Saturday, December 15, 2007

Common Ground - Raj Verma

What’s Your “Presidential Test”


For some, the principal litmus test for their selection for President is a candidate’s view on abortion. For others, their selection of President is contingent on a candidate’s moral values and/or executive experience. What we look for in a Presidential candidate is worth big money. Political strategists on each campaign staff are aggressively trying to understand what the public wants in a Presidential candidate, and are investing huge amounts of dollars to identify the most desirable Presidential qualities.

The science of decision-making and sociology are highly complex and variable. A multi-disciplinary model, one which includes economics, political science, and psychology, helps strategists understand how people come to make decisions. The common denominator is the study of human behavior and decision-making—precisely what political strategists, pundits, and commentators are assessing in a highly complex matrix. With that in mind, what factors do you take into consideration when choosing the candidate of your choice? Here is my generic ‘Presidential Test’ for you to consider. The test attempts to identify the strong qualities of a candidate given the current social and political condition of the country. The five-step test should be applied in sequential order and considers each candidate outside of his party or political persuasion. Of course, there can be plenty of other tests applied—can you think of any? The strategists and pundits are listening!

1) Which Presidential candidate offers the most convincing evidence and opinion of the condition of our country today?

2) Which Presidential candidate offers the best vision of where our country is headed, or where he/she would like the country to go?

3) Has the candidate delivered on a vision he/she presents, in his/her current job or in a former position?

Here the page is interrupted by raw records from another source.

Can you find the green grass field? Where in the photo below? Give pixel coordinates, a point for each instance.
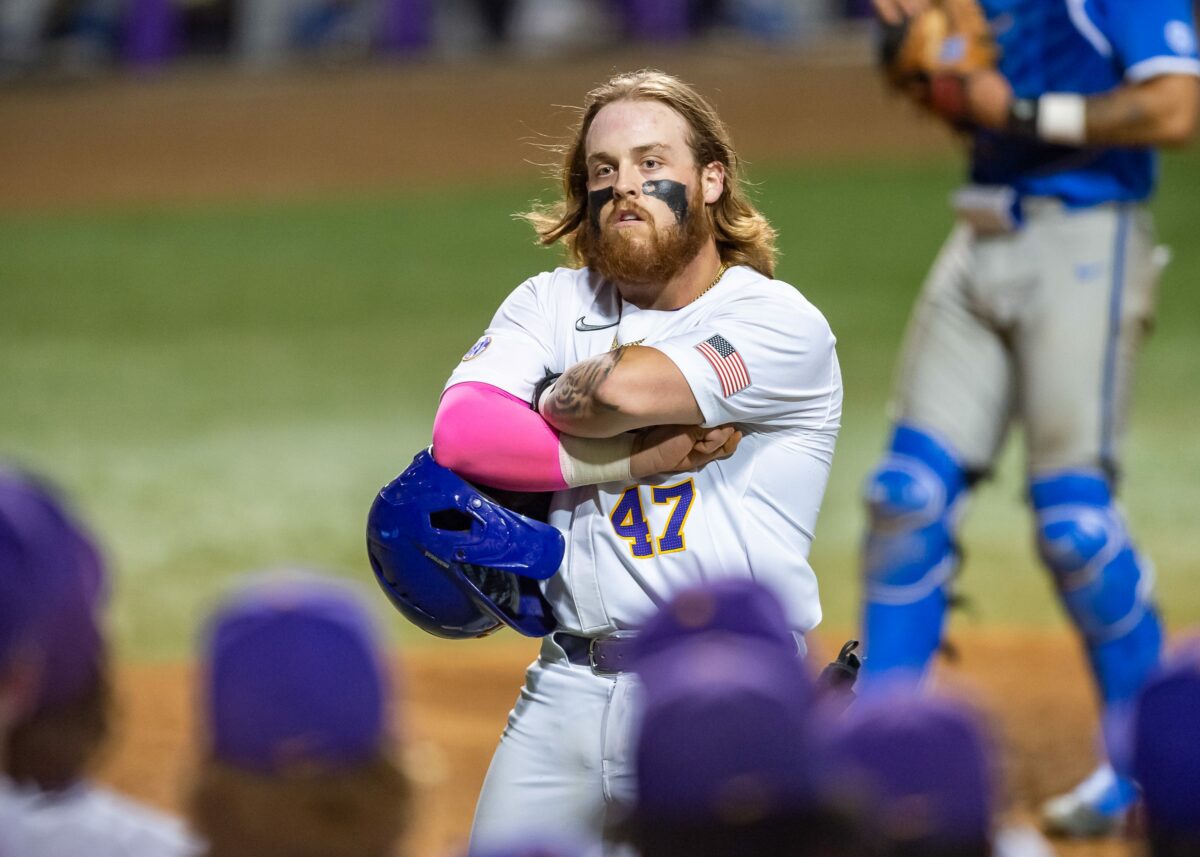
(225, 389)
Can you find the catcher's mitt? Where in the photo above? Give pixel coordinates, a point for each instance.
(930, 55)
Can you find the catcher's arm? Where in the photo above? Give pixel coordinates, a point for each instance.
(629, 388)
(1159, 112)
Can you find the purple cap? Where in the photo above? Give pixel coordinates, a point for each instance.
(294, 675)
(52, 587)
(921, 765)
(725, 732)
(1167, 742)
(736, 606)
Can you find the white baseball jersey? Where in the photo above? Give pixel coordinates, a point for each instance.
(756, 354)
(88, 820)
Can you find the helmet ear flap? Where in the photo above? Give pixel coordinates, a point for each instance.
(456, 562)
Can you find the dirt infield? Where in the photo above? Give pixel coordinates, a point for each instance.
(208, 135)
(455, 699)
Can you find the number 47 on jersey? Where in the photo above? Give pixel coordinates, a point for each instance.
(629, 519)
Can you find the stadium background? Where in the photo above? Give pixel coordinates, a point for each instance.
(228, 303)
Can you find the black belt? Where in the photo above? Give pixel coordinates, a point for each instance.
(607, 655)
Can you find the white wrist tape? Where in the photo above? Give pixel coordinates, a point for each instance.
(595, 460)
(1062, 118)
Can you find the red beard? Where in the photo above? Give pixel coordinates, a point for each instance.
(627, 258)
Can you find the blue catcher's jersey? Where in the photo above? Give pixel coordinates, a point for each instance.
(1087, 47)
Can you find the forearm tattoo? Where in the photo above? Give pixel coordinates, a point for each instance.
(574, 395)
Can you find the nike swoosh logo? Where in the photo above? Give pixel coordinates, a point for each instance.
(583, 327)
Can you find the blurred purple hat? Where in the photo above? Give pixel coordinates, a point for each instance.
(921, 765)
(736, 606)
(294, 675)
(1167, 743)
(725, 732)
(52, 587)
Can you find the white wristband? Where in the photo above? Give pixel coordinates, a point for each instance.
(1062, 118)
(595, 460)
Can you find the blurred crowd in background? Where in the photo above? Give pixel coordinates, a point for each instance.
(739, 749)
(88, 36)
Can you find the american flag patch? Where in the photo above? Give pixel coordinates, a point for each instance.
(727, 363)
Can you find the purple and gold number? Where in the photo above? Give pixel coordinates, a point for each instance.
(630, 523)
(682, 495)
(629, 519)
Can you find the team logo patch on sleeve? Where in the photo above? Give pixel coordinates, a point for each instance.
(725, 359)
(478, 348)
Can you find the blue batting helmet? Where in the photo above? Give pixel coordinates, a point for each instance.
(454, 561)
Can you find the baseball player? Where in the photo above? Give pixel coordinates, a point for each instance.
(1035, 312)
(679, 402)
(54, 700)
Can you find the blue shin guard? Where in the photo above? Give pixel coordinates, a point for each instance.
(910, 555)
(1101, 580)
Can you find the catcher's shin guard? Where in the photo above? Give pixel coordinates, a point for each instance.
(910, 555)
(1103, 582)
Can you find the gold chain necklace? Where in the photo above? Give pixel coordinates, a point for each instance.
(720, 273)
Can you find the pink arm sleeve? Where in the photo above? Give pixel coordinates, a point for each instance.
(490, 436)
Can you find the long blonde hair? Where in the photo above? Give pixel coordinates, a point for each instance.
(743, 235)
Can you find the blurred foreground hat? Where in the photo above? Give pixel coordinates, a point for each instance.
(1167, 743)
(922, 766)
(735, 606)
(294, 676)
(52, 587)
(725, 732)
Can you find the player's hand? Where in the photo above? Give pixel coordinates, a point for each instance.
(675, 449)
(989, 99)
(895, 11)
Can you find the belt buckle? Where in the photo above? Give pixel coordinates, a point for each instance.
(988, 209)
(597, 666)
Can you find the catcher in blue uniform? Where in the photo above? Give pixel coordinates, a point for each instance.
(1033, 313)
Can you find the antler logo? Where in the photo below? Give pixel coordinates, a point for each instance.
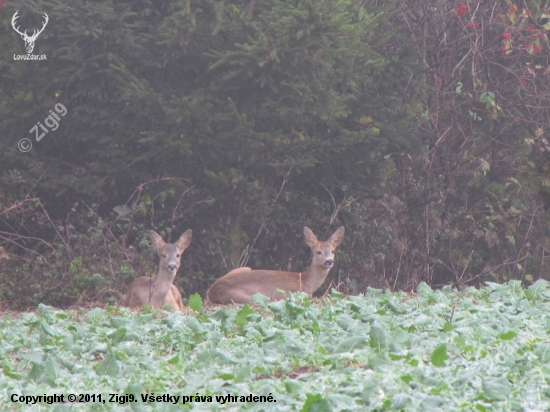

4) Does the candidate offer any ‘value-added’ agenda or scheme that separates him/her from other candidates in relation to how the candidate addresses foreign policy?

5) Has the candidate left his/her current position in a better position than when he/she first entered the position? i.e. if a candidate is currently a senator or governor, how has the senator’s district fared, or governor’s state progressed over the course of the candidate’s term?

Given these five tests for a good President, who comes out on top? Which candidate is your winner at this time?





Raj Verma, JD/MPA
Blog Contributor

Raj Verma is the President of the Future Leaders Council for USINPAC. He currently resides in Washington DC.



2 comments:

Kelef said...

I think Mr. Verma makes this a bit more complicated than necessary. I'd say a litmus test, by definition, is a make or break issue that determines if you can support a candidate.

A candidate may generally do great on Mr. Verma's 5 point test, but have one position that is contrary to my core beliefs. That is a litmus test, and if they fail, I will not support them, even if they are otherwise great, even if it breaks my heart.

I think the Indian American Community needs to focus more on developing some gut check litmus tests. Other communities have them - abortion rights is central for many liberals, taxes are central to conservatives. For many members of the Jewish community, support for a strong US-Israel is a touchstone.

I believe the Indian American community dilutes its clout by not working to coalesce around some litmus test issues.

I believe the US relation to Pakistan is a prime candidate for such a test. Many Indian Americans are well aware of the dangers of a radical Pakistan, supporting terrorism. This is a real threat to our long term security as Americans. The community has an obligation to press candidates on this important issue and hold them accountable.

Raj Verma said...

Thanks for your comment Kelef. To your point on a litmus test, I was simply referring to the fact that some people select their candidate based on a single policy/issue test. So your definition and response is correct. I agree with you. Second, I offer my 5-point test to fully evaluate a candidate's leadership ability purposely outside of any political persuasion. The test evaluates analytics (test 1), vision (test 2) general experience (test 3), foreign policy experience (test 4), and integrity/reliability (test 5). Generally, although people may not employ a complicated or multi-fold test overtly, they think about these issues in their head, either consciously or subconsiously.

To your point on the fact that the Indian-American community should focus on a gut check litmus test, what tests are you thinking of? Because of the enourmous diversity of our community, I don't think you can identify even a few single issues that represent the community's view. Even more, this may be a good thing.